Os dissidentes do ChatGPT: ex-funcionários da OpenAI criaram a startup mais valiosa do mundo
Em dezembro de 2020, Dario Amodei chegou a uma conclusão que mudaria a história da inteligência artificial (IA). Vice-presidente de pesquisa da OpenAI — um dos cargos mais influentes do laboratório que estava prestes a lançar o ChatGPT —, ele decidiu que não adiantava ficar.
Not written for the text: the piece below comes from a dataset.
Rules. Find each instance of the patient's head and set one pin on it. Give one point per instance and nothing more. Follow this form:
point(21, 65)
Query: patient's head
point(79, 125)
"É incrivelmente improdutivo tentar discutir com a visão de outra pessoa", disse em uma entrevista ao podcast Lex Fridman, em 2024. "Pegue pessoas em quem você confia e vá realizar sua própria visão."
E foi exatamente o que ele fez.
Ao deixar a OpenAI em 2021, Amodei levou consigo um grupo que dificilmente se reuniria novamente num mesmo lugar: sua irmã Daniela, vice-presidente de segurança e política da empresa; Jared Kaplan, o cientista por trás das chamadas "leis de escala", a descoberta de que modelos maiores treinados com mais dados tendem a ser sistematicamente mais capazes; Chris Olah, referência mundial em interpretabilidade de IA; e outros cinco pesquisadores sêniores, incluindo Tom Brown, co-autor do paper original do GPT-3.
Eram nove ao todo. Nenhum deles saiu para construir um produto, mas sim para construir uma visão alternativa de como a inteligência artificial deveria ser desenvolvida.
O motivo da saída foi distorcido pela imprensa à época, segundo Amodei. Circulou a versão de que o grupo havia se rebelado contra a parceria bilionária da OpenAI com a Microsoft. Amodei descartou a narrativa com uma palavra: "Falso."
A nova empresa se chamou Anthropic, do grego, "relacionado aos humanos", e foi registrada como Public Benefit Corporation, estrutura jurídica que obriga a considerar o impacto social além do retorno financeiro.
Nos primeiros anos, a aposta pareceu improvável.
A OpenAI tinha o ChatGPT, a Microsoft e o momentum cultural de ter inventado uma nova categoria de produto.
A Anthropic tinha pesquisadores excepcionais, uma missão que o mercado tratava com ceticismo e uma fatia pequena de um mercado que seu rival havia criado.
O que mudou o jogo foi um produto que nasceu dentro da própria empresa antes de chegar ao mercado.
O Claude Code, agente de programação lançado publicamente em maio de 2025, transformou o Claude de um chatbot sofisticado em ferramenta de trabalho indispensável para engenheiros de software.
A receita anualizada do produto sozinho superou US$ 1 bilhão até o fim de 2025. A receita total da Anthropic, que era de US$ 10 bilhões anuais naquele ano, chegou a uma taxa anualizada de US$ 47 bilhões em maio de 2026, crescimento ainda sem paralelo na história do software empresarial.
Na semana passada, a Anthropic anunciou uma captação de US$ 65 bilhões liderada pela Altimeter Capital, Greenoaks, Dragoneer e Sequoia Capital, atingindo avaliação de US$ 965 bilhões.
A empresa ultrapassou a OpenAI, avaliada em US$ 852 bilhões em sua última rodada de março, e tornou-se a startup mais valiosa do mundo.
O próximo capítulo da disputa será decidido em Wall Street. A OpenAI protocolará seu IPO em setembro. A Anthropic, com receita crescendo dez vezes ao ano, dificilmente ficará de fora por muito tempo.
Os dois laboratórios que partiram do mesmo ponto de origem em San Francisco agora convergem para o mesmo destino, com valuations, visões e apostas sobre o futuro da IA que não poderiam ser mais diferentes.